Co-SOM: Co-training for photometric redshift estimation using Self-Organizing Maps

Alvaro Callejas-Tavera, Erik Molino-Minero-Re, Octavio Valenzuela

公開日: 2025/9/29

Abstract

The upcoming galaxy large-scale surveys, such as the Vera C. Rubin Observatory's Legacy Survey of Space and Time (LSST), will generate photometry for billions of galaxies. The interpretation of large-scale weak lensing maps, as well as the estimation of galaxy clustering, requires reliable redshifts with high precision for multi-band photometry. However, obtaining spectroscopy for billions of galaxies is impractical and complex; therefore, having a sufficiently large number of galaxies with spectroscopic observations to train supervised algorithms for accurate redshift estimation is a significant challenge and an open research area.
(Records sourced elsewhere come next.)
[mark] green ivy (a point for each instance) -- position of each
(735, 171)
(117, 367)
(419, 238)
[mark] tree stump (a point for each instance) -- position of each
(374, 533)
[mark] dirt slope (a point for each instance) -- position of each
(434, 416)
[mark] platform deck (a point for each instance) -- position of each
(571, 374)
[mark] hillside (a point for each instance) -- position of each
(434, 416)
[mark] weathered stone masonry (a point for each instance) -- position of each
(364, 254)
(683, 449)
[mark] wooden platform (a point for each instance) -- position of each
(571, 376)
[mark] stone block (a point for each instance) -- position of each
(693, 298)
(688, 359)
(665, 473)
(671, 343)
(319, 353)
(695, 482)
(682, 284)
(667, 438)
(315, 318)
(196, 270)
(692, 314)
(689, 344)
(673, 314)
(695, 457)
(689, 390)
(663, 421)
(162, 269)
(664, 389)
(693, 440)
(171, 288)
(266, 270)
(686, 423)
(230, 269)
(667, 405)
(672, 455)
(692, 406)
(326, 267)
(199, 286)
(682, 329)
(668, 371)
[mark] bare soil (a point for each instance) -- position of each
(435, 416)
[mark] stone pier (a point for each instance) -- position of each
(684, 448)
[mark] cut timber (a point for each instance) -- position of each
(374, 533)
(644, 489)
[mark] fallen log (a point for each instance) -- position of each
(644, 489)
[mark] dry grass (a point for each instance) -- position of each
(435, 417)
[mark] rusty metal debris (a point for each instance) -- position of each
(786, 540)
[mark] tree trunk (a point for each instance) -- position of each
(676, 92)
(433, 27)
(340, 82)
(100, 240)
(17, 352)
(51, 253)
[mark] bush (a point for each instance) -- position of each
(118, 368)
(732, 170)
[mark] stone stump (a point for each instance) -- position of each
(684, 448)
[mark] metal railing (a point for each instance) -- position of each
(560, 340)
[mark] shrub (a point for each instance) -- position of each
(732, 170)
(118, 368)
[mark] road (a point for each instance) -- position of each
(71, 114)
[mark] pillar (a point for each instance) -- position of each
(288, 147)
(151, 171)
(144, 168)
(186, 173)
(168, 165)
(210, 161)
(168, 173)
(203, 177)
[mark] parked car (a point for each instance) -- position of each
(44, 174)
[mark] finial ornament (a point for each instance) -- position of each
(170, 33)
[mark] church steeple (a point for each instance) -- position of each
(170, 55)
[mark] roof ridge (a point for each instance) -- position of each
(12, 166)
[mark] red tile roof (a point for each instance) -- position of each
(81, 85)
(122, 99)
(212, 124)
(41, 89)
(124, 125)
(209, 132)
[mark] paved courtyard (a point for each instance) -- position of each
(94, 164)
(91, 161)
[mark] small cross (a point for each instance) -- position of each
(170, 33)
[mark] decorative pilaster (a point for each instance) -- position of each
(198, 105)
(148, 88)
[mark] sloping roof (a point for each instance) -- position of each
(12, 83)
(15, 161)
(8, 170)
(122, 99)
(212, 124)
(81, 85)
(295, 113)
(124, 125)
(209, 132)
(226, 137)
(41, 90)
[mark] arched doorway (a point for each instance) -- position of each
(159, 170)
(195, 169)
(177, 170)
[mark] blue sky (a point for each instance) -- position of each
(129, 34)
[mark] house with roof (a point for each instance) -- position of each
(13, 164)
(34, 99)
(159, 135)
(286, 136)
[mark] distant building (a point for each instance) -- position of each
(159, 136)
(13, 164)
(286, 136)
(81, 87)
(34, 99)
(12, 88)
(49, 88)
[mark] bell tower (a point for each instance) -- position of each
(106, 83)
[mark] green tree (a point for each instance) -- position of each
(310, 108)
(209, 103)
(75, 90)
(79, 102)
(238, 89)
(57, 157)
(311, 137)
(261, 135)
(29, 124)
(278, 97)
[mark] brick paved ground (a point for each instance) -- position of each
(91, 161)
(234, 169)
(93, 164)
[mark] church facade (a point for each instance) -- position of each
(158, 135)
We propose a novel methodology called Co-SOM, based on Co-training and Self-Organizing Maps (SOM), integrating labeled (sources with spectroscopic redshifts) and unlabeled (sources with photometric observations only) data during the training process, through a selection method based on map topology (connectivity structure of the SOM lattice) to leverage the limited spectroscopy available for photo-z estimation. We utilized the magnitudes and colors of Sloan Digital Sky Survey data release 18 (SDSS-DR18) to analyze and evaluate the performance, varying the proportion of labeled data and adjusting the training parameters. For training sets of 1% of labeled data ($\approx 20{,}000$ galaxies) we achieved a performance of bias $\Delta z = 0.00007 \pm 0.00022$, precision $\sigma_{zp} = 0.00063 \pm 0.00032$, and outlier fraction $f_{\mathrm{out}} = 0.02083 \pm 0.00027$. Additionally, we conducted experiments varying the volume of labeled data, and the bias remains below $10^{-3}$, regardless of the size of the spectroscopic or photometric data. These low-redshift results demonstrate the potential of semi-supervised learning to address spectroscopic limitations in future photometric surveys.